Le chef de l’Association des magistrats tunisiens (AMT), Anas Hamaidi, a révélé que des consultations ont été lancées avec leurs perspectives pour prendre les mesures de lutte nécessaires et  »protéger l’installation judiciaire et le caractère sacré des tribunaux », en réponse à la décision du président de dissoudre le Conseil Supérieur de la magistrature.

L’invité de Shems FM a déclaré ce lundi 7 février 2022 que « certains magistrats se trouvent aujourd’hui menacés après le discours de guerre et de mobilisation du président de la République contre l’autorité judiciaire ».

En conséquence, Hamaidi a exprimé sa dénonciation et sa condamnation totale du discours prononcé depuis le siège du ministère de l’Intérieur et son ciblage du pouvoir judiciaire.

Hamaidi a ajouté que les magistrats de toutes les spécialités étaient choqués par le discours très violent du chef de l’État, indiquant que ce dernier n’avait aucune intention de réforme, mais cherche plutôt à mettre l’autorité judiciaire, comme le reste des autres corps, sous son contrôle.

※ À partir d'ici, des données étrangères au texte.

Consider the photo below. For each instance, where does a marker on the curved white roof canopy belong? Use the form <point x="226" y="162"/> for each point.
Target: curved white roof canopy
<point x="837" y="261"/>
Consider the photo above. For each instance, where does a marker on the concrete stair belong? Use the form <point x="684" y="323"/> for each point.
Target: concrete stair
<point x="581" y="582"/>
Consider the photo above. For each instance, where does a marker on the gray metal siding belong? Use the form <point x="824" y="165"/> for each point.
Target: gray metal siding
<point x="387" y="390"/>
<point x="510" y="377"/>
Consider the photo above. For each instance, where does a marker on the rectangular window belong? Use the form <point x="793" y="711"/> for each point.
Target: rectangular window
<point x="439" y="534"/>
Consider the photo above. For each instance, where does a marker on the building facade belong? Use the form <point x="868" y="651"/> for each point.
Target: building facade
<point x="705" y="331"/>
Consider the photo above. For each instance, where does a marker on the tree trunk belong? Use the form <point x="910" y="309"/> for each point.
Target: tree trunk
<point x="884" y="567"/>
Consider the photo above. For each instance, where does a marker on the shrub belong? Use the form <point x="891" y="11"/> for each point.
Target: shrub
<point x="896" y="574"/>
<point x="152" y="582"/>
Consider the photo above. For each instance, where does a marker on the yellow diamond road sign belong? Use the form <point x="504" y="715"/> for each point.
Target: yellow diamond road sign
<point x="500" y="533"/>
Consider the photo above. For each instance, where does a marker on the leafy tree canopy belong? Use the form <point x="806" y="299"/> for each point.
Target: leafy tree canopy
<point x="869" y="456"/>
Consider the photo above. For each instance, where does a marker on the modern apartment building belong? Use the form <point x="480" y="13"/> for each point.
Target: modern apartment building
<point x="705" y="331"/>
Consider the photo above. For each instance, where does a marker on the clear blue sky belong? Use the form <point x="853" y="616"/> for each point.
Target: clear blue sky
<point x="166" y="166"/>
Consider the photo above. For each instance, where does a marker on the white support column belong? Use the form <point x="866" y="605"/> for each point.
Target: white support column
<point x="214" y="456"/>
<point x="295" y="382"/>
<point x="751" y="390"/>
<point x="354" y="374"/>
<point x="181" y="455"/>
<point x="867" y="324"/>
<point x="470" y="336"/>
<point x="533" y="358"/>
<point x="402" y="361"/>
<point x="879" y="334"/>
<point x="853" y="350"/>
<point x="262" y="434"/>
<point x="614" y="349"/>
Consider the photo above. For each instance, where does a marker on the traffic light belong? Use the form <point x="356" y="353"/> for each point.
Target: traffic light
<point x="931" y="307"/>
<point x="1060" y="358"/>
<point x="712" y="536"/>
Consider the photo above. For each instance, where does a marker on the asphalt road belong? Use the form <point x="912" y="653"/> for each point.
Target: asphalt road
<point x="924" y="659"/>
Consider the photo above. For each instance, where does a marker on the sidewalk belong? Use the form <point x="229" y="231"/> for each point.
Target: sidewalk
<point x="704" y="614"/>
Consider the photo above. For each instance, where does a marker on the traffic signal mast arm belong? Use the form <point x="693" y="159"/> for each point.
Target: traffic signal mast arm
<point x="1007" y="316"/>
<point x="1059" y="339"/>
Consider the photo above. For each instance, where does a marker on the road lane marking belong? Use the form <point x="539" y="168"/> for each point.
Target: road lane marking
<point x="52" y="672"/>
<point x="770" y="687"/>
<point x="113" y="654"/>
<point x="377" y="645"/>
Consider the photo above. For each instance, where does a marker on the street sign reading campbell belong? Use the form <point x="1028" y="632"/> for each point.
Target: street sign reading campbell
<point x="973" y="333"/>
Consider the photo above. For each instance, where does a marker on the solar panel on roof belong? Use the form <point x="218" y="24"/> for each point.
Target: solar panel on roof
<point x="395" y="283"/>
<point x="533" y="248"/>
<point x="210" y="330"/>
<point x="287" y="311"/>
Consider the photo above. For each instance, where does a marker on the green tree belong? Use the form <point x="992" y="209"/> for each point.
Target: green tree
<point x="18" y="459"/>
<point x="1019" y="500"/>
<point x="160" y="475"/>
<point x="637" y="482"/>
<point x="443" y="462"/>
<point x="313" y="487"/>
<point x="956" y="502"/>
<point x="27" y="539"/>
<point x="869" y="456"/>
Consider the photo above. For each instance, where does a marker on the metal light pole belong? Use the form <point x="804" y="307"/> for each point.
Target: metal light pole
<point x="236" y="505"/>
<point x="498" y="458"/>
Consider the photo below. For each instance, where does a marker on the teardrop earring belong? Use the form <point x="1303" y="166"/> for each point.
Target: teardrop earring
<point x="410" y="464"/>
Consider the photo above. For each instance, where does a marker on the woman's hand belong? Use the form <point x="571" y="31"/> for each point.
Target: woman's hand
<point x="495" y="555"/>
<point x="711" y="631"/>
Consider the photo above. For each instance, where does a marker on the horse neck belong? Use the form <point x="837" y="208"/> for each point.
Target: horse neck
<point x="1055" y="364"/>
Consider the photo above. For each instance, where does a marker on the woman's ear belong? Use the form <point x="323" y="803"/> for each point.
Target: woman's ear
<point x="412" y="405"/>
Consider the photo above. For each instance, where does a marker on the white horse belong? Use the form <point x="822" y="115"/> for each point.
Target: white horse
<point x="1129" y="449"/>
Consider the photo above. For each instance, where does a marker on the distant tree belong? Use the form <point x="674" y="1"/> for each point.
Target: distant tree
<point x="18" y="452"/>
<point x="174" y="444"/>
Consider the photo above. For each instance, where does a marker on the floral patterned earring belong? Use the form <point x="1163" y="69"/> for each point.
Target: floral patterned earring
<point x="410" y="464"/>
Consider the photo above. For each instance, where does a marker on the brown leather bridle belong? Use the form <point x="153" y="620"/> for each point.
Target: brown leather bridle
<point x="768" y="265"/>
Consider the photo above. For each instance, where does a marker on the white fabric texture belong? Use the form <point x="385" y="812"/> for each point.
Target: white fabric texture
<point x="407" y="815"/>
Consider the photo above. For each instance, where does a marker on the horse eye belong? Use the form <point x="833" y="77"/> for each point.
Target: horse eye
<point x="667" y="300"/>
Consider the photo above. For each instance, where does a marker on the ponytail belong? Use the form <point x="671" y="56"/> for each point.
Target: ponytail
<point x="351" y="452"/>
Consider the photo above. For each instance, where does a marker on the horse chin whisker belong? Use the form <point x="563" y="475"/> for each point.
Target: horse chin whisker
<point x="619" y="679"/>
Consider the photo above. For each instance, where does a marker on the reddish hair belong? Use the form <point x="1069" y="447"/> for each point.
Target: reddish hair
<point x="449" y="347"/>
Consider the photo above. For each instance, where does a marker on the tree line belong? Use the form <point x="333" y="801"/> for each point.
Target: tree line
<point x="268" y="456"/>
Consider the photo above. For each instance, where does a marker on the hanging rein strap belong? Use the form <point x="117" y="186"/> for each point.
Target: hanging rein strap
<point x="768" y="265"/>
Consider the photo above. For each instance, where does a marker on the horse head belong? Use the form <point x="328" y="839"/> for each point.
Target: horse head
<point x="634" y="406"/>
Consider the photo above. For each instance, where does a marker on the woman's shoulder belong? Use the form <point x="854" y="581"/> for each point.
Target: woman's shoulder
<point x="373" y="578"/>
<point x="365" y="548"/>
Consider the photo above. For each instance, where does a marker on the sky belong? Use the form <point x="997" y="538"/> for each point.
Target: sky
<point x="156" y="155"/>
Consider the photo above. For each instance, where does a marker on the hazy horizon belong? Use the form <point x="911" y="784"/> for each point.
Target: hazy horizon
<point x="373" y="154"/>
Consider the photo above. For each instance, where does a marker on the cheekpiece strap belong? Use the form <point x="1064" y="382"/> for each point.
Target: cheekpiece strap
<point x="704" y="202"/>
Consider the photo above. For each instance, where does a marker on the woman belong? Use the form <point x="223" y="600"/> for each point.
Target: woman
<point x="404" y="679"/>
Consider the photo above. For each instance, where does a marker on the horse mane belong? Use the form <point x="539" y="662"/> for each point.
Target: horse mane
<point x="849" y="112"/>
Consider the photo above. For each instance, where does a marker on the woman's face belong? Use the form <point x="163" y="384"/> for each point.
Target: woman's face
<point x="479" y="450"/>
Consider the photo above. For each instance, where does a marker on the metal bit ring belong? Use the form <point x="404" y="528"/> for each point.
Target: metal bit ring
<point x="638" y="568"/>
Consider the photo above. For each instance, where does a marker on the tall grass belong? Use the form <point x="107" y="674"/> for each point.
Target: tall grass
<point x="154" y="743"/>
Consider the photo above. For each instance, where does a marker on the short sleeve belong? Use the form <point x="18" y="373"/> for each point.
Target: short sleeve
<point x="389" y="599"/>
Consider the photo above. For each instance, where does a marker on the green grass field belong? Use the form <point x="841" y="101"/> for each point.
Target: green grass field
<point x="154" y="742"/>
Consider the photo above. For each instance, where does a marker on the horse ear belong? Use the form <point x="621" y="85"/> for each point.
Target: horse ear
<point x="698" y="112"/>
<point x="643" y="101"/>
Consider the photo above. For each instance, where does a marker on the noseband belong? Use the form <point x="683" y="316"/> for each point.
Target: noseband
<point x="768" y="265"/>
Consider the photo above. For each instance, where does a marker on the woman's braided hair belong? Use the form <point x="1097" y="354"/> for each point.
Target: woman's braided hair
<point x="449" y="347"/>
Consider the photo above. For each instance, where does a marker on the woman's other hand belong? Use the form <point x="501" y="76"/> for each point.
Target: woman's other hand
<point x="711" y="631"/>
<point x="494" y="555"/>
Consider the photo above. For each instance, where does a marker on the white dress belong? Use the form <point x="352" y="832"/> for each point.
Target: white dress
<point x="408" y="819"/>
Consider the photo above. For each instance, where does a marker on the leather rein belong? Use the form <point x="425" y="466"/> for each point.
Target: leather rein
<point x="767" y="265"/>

En visite dans la nuit du samedi au ministère de l’Intérieur, le chef de l’Etat Kais Saied a annoncé à demi-mot la dissolution du Conseil supérieur de la magistrature. « Le Conseil supérieur de la magistrature appartient au passé à partir de ce moment », a-t-il déclaré en présence du ministre de l’Intérieur et de hauts responsable sécuritaire.

Le président de la République affirme qu’un décret provisoire est en cours d’élaboration à cet effet.

En réponse, le Conseil supérieur de la magistrature (CSM) a rejeté la décision du président de la République.

L’organe constitutionnel dit poursuivre normalement son mandat et ses missions mettant en garde contre la politisation des affaires de justice.

Le CSM a lancé, dans ce sens, un appel aux magistrats pour défendre l’indépendance de la justice et à s’attacher à leur conseil, comme seule garantie de leur indépendance.